Donald Macintosh

In 1774 he was acting as one of Peter Williamson's penny postmen; he next found employment as a copying clerk, and was subsequently tutor in the family of Stewart of Gairntully.

In 1789 James Brown, the sole representative of the nonjuring episcopal clergy of Scotland, made Macintosh as his successor, ordaining him deacon in June 1789, and later priest.

He finally settled in Edinburgh, but made an annual tour through the Perthshire highlands as far north as Banff, Aberdeenshire, ministering to the small remnant who accepted his pastoral authority.
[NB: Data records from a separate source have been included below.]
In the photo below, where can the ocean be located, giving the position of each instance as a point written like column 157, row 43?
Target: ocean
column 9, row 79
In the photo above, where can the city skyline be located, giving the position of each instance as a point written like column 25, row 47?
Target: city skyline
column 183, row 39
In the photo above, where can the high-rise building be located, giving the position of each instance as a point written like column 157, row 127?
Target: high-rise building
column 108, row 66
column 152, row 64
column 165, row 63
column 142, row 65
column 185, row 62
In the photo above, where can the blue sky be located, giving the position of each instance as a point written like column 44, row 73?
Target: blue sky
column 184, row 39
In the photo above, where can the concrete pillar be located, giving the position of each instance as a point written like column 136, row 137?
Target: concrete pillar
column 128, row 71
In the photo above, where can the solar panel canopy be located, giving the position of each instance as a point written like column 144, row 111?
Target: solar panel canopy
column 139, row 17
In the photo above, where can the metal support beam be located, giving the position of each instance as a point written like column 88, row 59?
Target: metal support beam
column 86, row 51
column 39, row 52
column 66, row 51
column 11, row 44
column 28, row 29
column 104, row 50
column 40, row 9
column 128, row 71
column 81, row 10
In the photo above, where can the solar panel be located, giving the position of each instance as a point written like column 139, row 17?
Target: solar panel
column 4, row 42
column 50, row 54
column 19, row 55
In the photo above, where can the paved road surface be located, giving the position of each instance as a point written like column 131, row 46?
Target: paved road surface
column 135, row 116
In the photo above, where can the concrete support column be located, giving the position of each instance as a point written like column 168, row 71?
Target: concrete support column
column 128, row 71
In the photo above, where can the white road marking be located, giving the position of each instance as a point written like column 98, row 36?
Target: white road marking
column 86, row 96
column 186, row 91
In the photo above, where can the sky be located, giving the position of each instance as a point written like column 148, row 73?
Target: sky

[1] In 1794 Macintosh unsuccessfully raised an action in the court of session against the managers of the fund for the relief of poor Scottish episcopal clergymen, who had deprived him of his salary.

He died unmarried at Edinburgh on 22 November 1808, the last representative of the nonjuring Scottish Episcopal church, and was buried in Greyfriars churchyard.

[1] Walter Scott drew liberally on Macintosh's work for the Gaelicized phraseology of the character Evan Dhu Maccombich in Waverley (1814).

He collected old poetry; a piece from Lochaber in 1784, Ceardach Mhic Luin, appeared in the Sean Dain (1786) of the Perth bookseller John Gillies (p. 233).